Names aside (it’s growing on us) Worms’ Cottage a.k.a. Rishabh Iyer had us hooked, completely, after the first couple of listens. We included him in our ‘Dropbox Talent’ section and kept ourselves in the loop since then. He only recently put out his official debut LP ‘Tour Guide Imposter’ – a cohesive compilation of a number of his previously released singles, a stellar album that received a lot of praise.

One half of Sulk Station and the mind behind _RHL Rahul Giri, also the curator of Bangalore music blog Consolidate, says Worms’ Cottage is one of the most exciting young talents to have cropped up in recent times. “He can just about do everything - sing, rap, produce. His production is very tight - no nonsense and purposeful - reminds me of SBTRKT, Baths.”

We had a brief interaction with Rishabh Iyer about his biggest influences, bands he’s listening to and his ongoing relationship with art.

Worms’ cottage is fresh off playing at The Humming Tree in Bangalore alongside _RHL – ‘It was actually my second live gig there, I played earlier once as a filler for Disco Puppet’s set. And I think I enjoyed that more because its less nerve racking when you have someone else playing next to you. But it was obviously fun, and Humming Tree knows how to pamper.’

It’s difficult to put our finger on it, but something interesting is happening to music in Bangalore. Rishabh resides just outside the city in the little satellite town of Yelahanka which hosts the Shrishti School of Art, Design and Technology where he’s currently studying. Before he shifted to Bangalore, Iyer taught himself how to produce while he was at Seamedu college in Pune for a year –“they let us play around with the logic pro on their systems, so that’s when I started making electronic music, though now I use Ableton and borrow Midi keyboards.” He released his first EP ‘The Dangers Of Dancing’ there in 2012, a decent mix of electronic tunes missing the hip-hop influence we see now in ‘Tour Guide Imposter’.

His influences range wide – “currently I think I’ve been influenced mostly by James Blake, Earl Sweatshirt and Mac Miller. At least for this album”, citing Sky Rabit, Machli, _RHL, Lifafa, Klypp, Delhi’s Perilous Possum Studios and santoor player Shivkumar Sharma as homegrown musicians he listens to.

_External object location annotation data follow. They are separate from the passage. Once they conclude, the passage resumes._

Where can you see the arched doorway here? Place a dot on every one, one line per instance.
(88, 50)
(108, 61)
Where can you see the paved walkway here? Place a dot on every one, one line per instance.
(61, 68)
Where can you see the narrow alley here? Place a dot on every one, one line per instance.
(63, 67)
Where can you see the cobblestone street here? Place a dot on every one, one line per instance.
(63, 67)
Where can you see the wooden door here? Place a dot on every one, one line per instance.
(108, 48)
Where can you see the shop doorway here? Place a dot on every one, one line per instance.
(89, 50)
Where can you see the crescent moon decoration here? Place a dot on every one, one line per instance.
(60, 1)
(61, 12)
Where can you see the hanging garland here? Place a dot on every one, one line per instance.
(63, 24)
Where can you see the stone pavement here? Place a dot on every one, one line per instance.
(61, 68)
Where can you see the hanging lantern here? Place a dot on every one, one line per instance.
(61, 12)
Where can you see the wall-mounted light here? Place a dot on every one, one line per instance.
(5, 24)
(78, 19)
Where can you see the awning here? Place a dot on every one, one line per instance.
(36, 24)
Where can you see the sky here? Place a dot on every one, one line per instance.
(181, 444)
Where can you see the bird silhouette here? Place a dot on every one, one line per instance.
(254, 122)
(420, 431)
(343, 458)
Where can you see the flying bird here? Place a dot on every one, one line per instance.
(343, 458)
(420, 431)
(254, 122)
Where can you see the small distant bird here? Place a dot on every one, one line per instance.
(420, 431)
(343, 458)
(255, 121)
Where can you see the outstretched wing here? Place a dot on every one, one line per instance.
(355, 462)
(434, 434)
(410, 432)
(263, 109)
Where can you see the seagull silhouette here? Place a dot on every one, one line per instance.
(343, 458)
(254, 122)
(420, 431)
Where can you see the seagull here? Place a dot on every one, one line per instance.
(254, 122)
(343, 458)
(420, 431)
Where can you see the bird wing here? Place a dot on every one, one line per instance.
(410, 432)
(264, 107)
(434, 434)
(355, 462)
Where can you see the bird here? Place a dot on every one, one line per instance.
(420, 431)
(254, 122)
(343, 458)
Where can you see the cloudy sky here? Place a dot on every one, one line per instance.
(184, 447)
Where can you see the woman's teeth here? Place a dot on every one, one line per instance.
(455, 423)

We asked him about his other influences, noting the recurring element of travel and going to new places – “It’s not really the act of travelling, but being in different places, especially hills, which really inspires me. Other than that being a constant muse for me, non-musical influences come from many random things that I don’t get to keep a track of.”

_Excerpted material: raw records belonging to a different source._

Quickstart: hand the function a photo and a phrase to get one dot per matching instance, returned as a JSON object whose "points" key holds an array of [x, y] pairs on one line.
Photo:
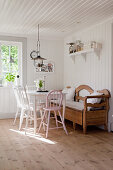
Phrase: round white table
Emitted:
{"points": [[35, 95]]}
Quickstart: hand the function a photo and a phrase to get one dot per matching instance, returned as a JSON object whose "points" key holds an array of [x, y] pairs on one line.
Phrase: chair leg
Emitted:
{"points": [[41, 118], [56, 119], [42, 121], [27, 119], [63, 123], [48, 124], [21, 119], [84, 129], [16, 115]]}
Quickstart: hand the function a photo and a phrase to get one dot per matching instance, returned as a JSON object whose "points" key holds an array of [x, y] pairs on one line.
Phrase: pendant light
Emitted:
{"points": [[35, 55]]}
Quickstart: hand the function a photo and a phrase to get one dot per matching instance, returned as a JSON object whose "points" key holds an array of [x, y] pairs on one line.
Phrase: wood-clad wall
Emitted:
{"points": [[93, 71]]}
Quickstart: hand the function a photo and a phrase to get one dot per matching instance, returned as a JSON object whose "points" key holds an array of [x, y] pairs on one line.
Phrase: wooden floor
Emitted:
{"points": [[76, 151]]}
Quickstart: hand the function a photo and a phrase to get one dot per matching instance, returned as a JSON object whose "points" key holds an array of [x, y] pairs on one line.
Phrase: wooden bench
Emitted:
{"points": [[86, 117]]}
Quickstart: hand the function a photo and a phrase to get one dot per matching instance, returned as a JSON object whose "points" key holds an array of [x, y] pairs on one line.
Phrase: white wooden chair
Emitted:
{"points": [[27, 110]]}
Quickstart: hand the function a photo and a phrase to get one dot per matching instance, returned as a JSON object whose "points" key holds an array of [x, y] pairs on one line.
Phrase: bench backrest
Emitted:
{"points": [[90, 90]]}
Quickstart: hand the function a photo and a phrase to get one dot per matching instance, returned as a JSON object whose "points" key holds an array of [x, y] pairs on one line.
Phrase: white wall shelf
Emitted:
{"points": [[85, 52]]}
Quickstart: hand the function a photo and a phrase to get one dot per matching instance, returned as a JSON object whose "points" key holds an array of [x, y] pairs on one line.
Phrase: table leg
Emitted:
{"points": [[35, 115], [64, 105]]}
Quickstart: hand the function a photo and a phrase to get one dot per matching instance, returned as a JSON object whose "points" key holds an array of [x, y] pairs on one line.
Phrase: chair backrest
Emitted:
{"points": [[24, 97], [17, 96], [54, 99]]}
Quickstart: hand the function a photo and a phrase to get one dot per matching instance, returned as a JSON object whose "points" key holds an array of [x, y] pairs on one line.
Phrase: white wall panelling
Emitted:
{"points": [[96, 73]]}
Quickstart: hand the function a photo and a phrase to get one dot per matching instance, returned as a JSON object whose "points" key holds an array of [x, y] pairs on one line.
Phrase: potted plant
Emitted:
{"points": [[10, 78]]}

It’s also hard not to notice Worms Cottage’s odd accompanying artwork. It’s a big part that makes his music what it is – deliberately imperfect and created with the intention of provoking a quiet unease that’s difficult to identify (a bit like the music really) “I usually think of visuals when I make music, so I find the need to make visuals along with my stuff, just to add to the mood I’m trying to create with that track.”

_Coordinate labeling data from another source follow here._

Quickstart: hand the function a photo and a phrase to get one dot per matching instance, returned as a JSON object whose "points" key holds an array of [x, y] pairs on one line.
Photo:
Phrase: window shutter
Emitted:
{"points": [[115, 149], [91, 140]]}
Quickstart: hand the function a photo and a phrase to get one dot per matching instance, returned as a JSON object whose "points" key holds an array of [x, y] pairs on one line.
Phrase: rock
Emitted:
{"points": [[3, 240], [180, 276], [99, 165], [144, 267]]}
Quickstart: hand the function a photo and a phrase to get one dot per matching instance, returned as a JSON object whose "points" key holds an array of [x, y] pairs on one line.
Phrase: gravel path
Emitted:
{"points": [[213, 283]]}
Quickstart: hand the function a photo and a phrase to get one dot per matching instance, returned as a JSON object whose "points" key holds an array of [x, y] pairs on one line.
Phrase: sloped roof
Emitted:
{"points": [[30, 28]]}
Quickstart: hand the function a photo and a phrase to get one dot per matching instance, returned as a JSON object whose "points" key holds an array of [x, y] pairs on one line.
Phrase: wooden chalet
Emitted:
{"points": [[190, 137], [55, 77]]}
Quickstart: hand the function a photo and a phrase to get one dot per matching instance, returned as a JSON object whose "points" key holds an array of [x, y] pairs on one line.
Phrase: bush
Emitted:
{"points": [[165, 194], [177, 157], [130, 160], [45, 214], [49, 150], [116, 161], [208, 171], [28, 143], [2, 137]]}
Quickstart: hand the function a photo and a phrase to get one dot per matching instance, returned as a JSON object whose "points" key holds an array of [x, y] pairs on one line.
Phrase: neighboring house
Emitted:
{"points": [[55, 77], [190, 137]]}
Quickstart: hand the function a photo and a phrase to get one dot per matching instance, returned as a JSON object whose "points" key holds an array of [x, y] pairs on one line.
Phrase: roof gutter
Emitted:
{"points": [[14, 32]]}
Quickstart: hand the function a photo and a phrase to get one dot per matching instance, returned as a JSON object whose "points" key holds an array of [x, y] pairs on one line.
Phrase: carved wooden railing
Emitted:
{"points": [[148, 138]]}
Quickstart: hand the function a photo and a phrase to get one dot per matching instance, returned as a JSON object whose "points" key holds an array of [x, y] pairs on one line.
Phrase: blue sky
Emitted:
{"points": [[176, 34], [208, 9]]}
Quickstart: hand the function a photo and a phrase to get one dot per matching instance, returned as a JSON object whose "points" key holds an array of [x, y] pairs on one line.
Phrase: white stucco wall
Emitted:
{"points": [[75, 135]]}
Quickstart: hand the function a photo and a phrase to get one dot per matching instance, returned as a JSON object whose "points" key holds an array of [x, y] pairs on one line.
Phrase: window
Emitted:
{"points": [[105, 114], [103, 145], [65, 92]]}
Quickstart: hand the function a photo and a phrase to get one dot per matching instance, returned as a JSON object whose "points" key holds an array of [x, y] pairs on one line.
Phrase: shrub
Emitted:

We still haven’t successfully been able to define that mood and Iyer, apparently, faces the same conundrum, “I can’t really describe it, only I haven’t tried a sunny mood, by which I don’t mean happy.” Make of that what you will. We (sort of) get it, Iyers music isn’t sunny by any stretch of the imagination but we wouldn’t call it unhappy either. His sound is a little more distant than that, a bit like what it must feel like to step out of your own skin and try to describe things from that perspective.

Iyer tells us that the positive response to his music has only encouraged him to experiment further. This is brave, bold experimental music that’s as original as it is enjoyable, and we’re quite certain that Rishabh Iyer’s warped, acid painted brand of electronica is here to stay.